As cases of coronavirus continue to rise around the world, there are some lesser known symptoms of the virus people should be on alert for.
The NHS only lists a high temperature, a persistent cough and a loss of taste or smell as official signs of Covid-19.
However, some people experience milder symptoms, which can be the only indications they are infected.
As the second wave continues to infect hundreds of people in Wales each day, here are some unofficial signs of the virus being highlighted by people who have tested positive.
1. Stomach ache
Some coronavirus patients have suffered stomach aches before developing other official symptoms, the Mirror reports.
The American Journal of Gastroenterology published a study suggesting the virus could cause digestive problems such as diarrhoea.
It analysed data from 204 patients in China, discovering that 48.5 per cent of them suffered stomach problems such as vomiting, abdominal pain or diarrhoea when they were first hospitalised.
Teenager Dar’yana Dyson, from Maryland, Baltimore, US, died from a coronavirus-related inflammatory condition after suffering an upset stomach alongside other symptoms.
The 15-year-old’s mum Kandace Knight told local news station WBAL-TV : “It happened so fast.
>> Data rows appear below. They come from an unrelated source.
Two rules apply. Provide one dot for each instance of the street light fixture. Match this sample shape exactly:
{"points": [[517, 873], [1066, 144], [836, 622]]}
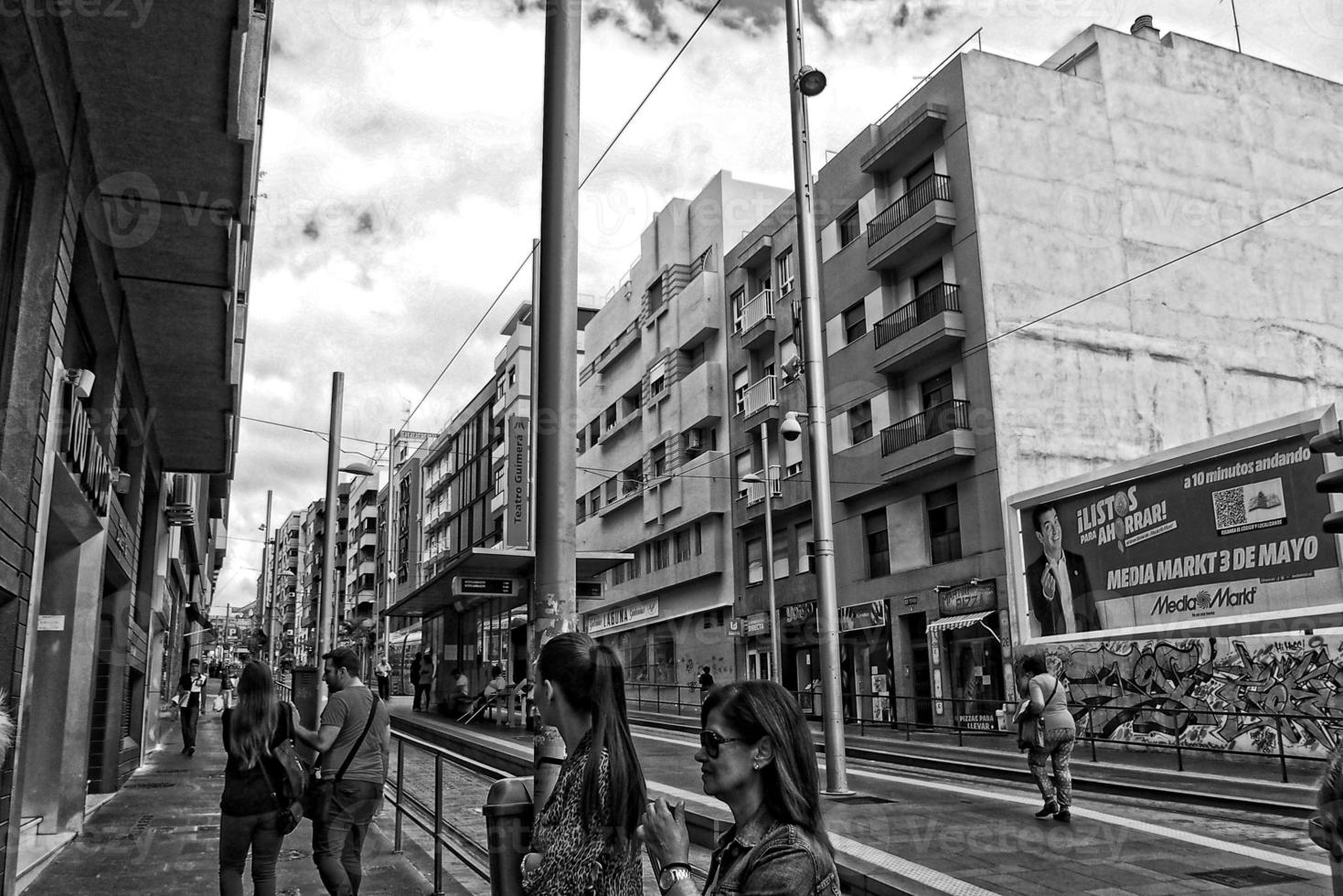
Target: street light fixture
{"points": [[767, 481]]}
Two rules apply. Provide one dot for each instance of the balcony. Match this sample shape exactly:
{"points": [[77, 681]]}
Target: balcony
{"points": [[927, 441], [931, 324], [753, 321], [911, 223], [761, 397]]}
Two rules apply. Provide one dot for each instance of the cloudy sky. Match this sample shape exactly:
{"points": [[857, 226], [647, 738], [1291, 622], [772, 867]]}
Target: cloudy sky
{"points": [[401, 174]]}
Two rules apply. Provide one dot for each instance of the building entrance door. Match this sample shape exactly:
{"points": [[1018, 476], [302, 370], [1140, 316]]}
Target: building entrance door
{"points": [[920, 667]]}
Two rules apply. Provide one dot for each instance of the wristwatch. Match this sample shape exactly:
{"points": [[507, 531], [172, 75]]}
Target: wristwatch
{"points": [[672, 875]]}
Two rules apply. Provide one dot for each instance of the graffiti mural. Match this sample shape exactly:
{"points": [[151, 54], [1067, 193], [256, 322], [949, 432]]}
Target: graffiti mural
{"points": [[1222, 693]]}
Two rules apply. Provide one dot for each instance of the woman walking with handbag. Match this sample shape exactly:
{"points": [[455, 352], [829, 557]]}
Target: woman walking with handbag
{"points": [[1051, 736], [584, 840], [249, 821]]}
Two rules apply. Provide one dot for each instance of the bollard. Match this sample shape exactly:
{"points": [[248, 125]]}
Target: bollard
{"points": [[508, 821]]}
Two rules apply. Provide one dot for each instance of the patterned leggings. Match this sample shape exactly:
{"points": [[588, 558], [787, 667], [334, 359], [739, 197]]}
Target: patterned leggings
{"points": [[1059, 749]]}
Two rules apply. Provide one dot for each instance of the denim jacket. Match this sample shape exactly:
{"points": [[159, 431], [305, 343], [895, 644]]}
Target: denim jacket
{"points": [[784, 863]]}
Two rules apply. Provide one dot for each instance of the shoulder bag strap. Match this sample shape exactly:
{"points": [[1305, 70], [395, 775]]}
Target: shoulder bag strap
{"points": [[349, 756]]}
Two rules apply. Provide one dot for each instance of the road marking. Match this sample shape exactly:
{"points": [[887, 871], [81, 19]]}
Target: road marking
{"points": [[1142, 827]]}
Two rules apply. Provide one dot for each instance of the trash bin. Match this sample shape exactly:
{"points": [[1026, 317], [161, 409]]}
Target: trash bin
{"points": [[508, 821]]}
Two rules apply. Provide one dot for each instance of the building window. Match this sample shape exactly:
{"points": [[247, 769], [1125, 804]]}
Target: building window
{"points": [[859, 423], [855, 323], [682, 546], [755, 561], [784, 266], [936, 389], [879, 546], [944, 524], [847, 226]]}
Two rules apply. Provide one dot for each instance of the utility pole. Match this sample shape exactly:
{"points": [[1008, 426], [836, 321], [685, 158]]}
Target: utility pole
{"points": [[555, 344], [268, 589], [818, 429]]}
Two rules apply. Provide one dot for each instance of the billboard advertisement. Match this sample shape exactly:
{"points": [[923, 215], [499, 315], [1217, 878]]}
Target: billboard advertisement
{"points": [[1220, 538]]}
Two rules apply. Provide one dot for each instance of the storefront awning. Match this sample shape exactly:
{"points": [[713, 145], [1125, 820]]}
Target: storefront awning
{"points": [[945, 624]]}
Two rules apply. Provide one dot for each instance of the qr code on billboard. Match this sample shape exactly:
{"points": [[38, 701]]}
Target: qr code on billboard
{"points": [[1229, 508]]}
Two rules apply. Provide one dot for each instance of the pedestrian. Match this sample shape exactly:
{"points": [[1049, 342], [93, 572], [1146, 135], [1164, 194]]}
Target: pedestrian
{"points": [[758, 756], [191, 693], [355, 741], [383, 672], [415, 677], [1051, 744], [584, 838], [426, 681], [705, 683], [252, 729]]}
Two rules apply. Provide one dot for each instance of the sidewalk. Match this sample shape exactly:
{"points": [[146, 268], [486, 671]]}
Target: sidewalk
{"points": [[159, 836]]}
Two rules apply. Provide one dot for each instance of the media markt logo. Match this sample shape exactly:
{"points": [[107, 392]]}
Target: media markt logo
{"points": [[1203, 603]]}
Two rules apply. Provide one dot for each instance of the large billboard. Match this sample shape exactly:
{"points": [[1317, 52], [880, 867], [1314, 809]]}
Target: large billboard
{"points": [[1217, 538]]}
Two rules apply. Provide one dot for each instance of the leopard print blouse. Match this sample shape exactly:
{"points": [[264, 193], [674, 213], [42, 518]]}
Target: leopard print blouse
{"points": [[576, 859]]}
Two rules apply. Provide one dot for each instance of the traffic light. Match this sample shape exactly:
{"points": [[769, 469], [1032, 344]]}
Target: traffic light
{"points": [[1332, 481]]}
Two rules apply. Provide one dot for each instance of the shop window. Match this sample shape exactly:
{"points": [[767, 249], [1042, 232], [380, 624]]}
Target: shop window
{"points": [[879, 543], [755, 561], [943, 524]]}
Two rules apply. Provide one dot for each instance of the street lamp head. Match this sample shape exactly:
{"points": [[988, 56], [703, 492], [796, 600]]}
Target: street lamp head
{"points": [[810, 80], [791, 426]]}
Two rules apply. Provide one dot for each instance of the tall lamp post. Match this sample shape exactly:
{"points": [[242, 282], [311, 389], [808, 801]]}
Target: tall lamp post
{"points": [[805, 80], [752, 478]]}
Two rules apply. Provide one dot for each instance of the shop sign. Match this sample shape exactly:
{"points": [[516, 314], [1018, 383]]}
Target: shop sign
{"points": [[968, 598], [518, 477], [795, 613], [85, 454], [484, 587], [862, 615], [622, 615]]}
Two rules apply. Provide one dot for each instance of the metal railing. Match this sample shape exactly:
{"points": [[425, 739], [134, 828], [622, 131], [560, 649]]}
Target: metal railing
{"points": [[935, 421], [943, 297], [761, 395], [758, 309], [900, 211]]}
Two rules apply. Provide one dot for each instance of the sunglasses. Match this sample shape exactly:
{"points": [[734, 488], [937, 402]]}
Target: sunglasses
{"points": [[710, 741]]}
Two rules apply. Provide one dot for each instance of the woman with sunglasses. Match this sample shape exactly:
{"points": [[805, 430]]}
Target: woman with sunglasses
{"points": [[758, 756], [584, 840]]}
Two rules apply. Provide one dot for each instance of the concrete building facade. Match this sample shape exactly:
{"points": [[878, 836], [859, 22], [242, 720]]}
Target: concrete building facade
{"points": [[991, 325], [655, 473]]}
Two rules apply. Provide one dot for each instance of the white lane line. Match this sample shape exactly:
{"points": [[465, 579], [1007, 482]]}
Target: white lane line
{"points": [[1142, 827]]}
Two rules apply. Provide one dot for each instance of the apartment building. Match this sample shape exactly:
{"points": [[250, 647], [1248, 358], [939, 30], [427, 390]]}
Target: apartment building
{"points": [[655, 472], [956, 237]]}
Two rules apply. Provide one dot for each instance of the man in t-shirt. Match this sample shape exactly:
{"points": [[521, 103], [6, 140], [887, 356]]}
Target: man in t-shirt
{"points": [[338, 838], [191, 692]]}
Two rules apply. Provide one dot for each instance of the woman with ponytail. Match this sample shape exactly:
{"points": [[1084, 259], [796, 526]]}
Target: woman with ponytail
{"points": [[584, 840], [252, 726], [756, 755]]}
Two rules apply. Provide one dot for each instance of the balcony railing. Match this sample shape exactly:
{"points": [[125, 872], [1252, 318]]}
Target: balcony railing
{"points": [[759, 395], [758, 309], [943, 297], [935, 421], [900, 211]]}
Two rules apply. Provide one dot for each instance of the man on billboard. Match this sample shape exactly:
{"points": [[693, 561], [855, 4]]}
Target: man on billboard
{"points": [[1057, 584]]}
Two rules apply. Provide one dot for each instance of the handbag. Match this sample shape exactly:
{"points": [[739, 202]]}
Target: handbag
{"points": [[318, 793]]}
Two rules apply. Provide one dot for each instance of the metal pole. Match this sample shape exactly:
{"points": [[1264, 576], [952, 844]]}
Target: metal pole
{"points": [[775, 669], [325, 609], [827, 606], [555, 334]]}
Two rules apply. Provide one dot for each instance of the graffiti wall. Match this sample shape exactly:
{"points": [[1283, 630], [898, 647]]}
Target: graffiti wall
{"points": [[1228, 693]]}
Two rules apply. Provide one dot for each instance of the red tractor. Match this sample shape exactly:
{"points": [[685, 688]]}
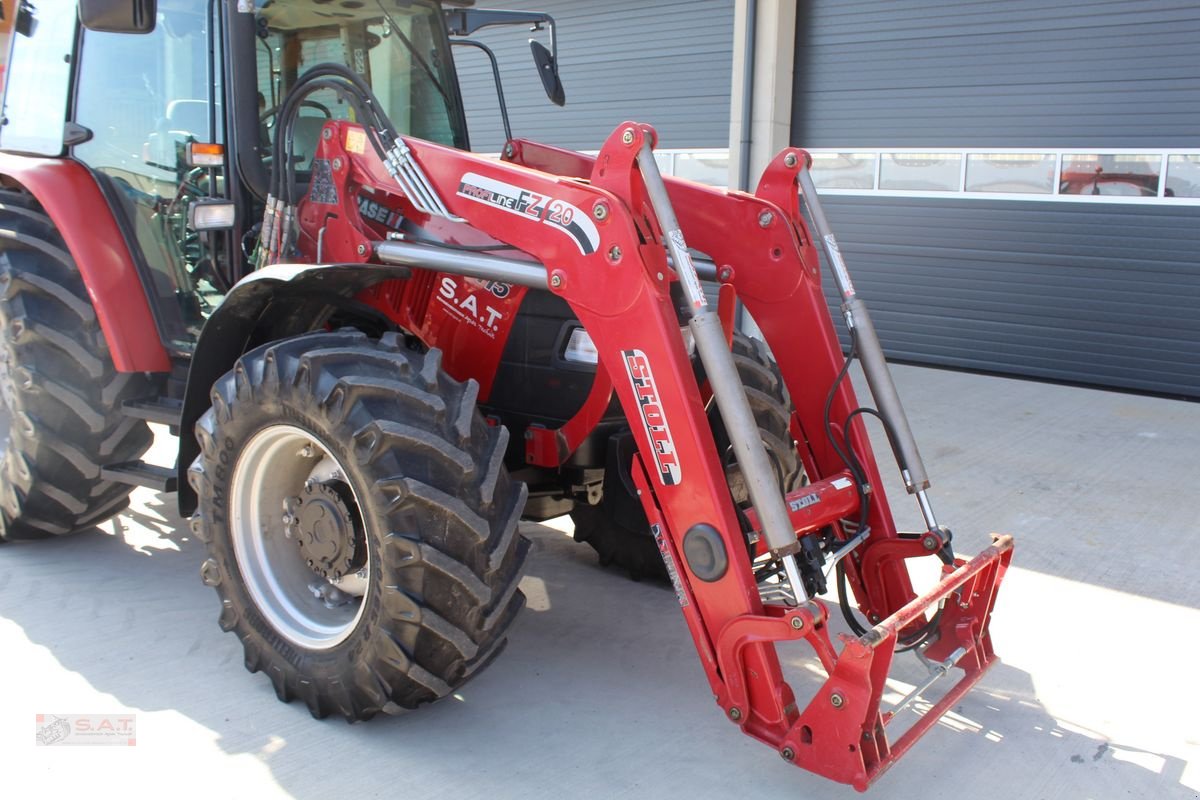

I never thought that taking my daughter to the hospital for a stomach pain that I wouldn’t be walking out of there with her.
“She was so beautiful, she was too good for this world.”
Dr Diana Gall told the Express : “Digestion problems and changes in bowel habits – particularly looser stools and making more frequent trips to the toilet – are sometimes the first signs that you’re coming down with something, not just with this coronavirus.
“However, diarrhoea has been reported as an early symptom in patients who have later tested positive for Covid-19.”
2. Eye infection
Though not recognised as an official symptoms, eye infections are regarded by some doctors as another potential sign of Covid-19.
Conjunctivitis, also known as pink eye, develops in around 1% to 3% of patients, according to the American Academy of Ophthalmology.
Chelsey Earnest, a nurse at the Life Care Centre in Washington, told CNN that red eyes are the “single most important” sign that patients have Covid-19.
She said: “They have, like…allergy eyes. The white part of the eye is not red. It’s more like they have red eye shadow on the outside of their eyes.”
However, you shouldn’t panic at the first sign of a red eye.
The American Academy of Ophthalmology said: “It doesn’t mean that person is infected with coronavirus.
“But health officials believe viral pink eye, or conjunctivitis, develops in about 1% to 3% of people with coronavirus.
“The virus can spread by touching fluid from an infected person’s eyes, or from objects that carry the fluid.”
3. Brain fog
A condition described as ‘brain fog’ is usually a symptom associated with long Covid. However, some people have described experiencing it before being diagnosed with the virus.
Thea Jourdan told The Daily Mail that she first thought she may have been infected when she got a tickle in her throat and a headache.
The mum-of-three said: “Initially I felt exhausted, as if I was dragging myself through treacle and had no choice but to go to my bed. I had no meaningful cough and I wasn’t running a fever.
“I also had brain fog. I was unable even to fill out forms from the children’s schools. I just wanted to sleep, while trying to keep the kids safe and away from my quarantine area — my bedroom.”
Others have also reported struggling to hold on to thoughts or remember things throughout the day.
Christy, a woman from Seattle who withheld her surname, told the Huffington Post, how her fever progressed into “sinus congestion, a headache and a debilitating ‘brain fog’ that made it impossible to focus.
Dr Hilary Jones said those who do experience the side-effect will be faced with a “crippling” inability to think clearly.
A World Health Organisation study looking at common signs of the virus found that the third most common symptom of coronavirus was a feeling of fatigue.
Some 38.1% of patients reported the symptom in the study, which was based on 55,924 laboratory confirmed cases.
Researchers previously described fatigue as one of the ‘dark horses of Covid symptoms’, alongside headaches.
They said: “Our data shows that the most commonly experienced early symptoms are actually headache (82%) and fatigue (72%) – and this is the case for all age groups.
“Only 9% of Covid-positive adults aged 18 – 65 didn’t experience headache or fatigue.”
Despite these high levels, only 1% of people reporting fatigue and/or a headache on the app ended up testing positive for Covid.
The researchers added: “While headache and fatigue are commonly found in people who have Covid (alongside other symptoms), having either or both of those symptoms alone is unlikely to be indicative of Covid.”